Alec nodded in understanding, his eyes fixed on Catarina as if conveying that he appreciated the full meaning of her words. At that moment, he realized that Catarina's friendliness towards him had been her way of supporting Magnus and he respected her even more for it. Her loyalty was so unwavering that she had looked beyond the differences that separated the Nephilim and Lilith's Children, the long history of mistreatment and abuse, the bigot and disparaging mindset of his people in order to support her friend. "I will do whatever it takes to regain yours and Magnus' trust," he stated, his words acquiring the tone of a solemn oath.

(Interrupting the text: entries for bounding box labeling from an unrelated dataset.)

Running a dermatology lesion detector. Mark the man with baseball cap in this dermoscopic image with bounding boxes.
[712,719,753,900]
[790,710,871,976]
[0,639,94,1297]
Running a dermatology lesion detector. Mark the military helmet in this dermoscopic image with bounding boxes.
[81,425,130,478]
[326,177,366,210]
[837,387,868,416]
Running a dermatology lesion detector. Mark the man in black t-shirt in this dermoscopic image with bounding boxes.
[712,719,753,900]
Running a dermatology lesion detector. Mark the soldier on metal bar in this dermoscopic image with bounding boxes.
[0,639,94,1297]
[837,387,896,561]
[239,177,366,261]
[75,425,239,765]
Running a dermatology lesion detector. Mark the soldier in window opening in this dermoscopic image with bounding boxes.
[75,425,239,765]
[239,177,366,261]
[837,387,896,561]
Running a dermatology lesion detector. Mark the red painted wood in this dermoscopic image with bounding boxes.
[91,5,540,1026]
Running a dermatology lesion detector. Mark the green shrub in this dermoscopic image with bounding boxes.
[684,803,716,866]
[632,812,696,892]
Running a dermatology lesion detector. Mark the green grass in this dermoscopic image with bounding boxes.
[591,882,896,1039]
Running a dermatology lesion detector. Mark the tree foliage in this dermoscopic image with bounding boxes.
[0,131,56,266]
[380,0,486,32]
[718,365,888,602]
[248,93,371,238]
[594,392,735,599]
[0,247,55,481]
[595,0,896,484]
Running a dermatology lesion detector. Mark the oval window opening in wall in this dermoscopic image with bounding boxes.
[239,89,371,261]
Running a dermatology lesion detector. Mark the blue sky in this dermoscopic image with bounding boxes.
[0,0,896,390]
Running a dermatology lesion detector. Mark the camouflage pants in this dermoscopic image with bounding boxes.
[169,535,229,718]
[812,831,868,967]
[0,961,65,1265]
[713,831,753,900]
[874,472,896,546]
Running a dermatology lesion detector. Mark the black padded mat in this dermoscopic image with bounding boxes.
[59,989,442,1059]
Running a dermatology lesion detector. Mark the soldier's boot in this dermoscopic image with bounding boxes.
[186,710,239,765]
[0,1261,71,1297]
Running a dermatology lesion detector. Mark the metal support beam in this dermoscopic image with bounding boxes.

"It is not my trust that should concern you. You have not yet seen an angry powerful warlock like Magnus," she stated, her voice a little less harsh, a smile involuntarily suggesting itself at the corners of her mouth. She couldn't help it. She believed that Alec's remorse was genuine. He was young and, unlike many of the Nephilim she had met, he seemed to carry his heart in his sleeve. "Anyway," she went on, "I think we are close to unlocking the secrets of the spell book." Catarina hoped the assertion was accurate, and that she was not overestimating hers and Tessa's abilities.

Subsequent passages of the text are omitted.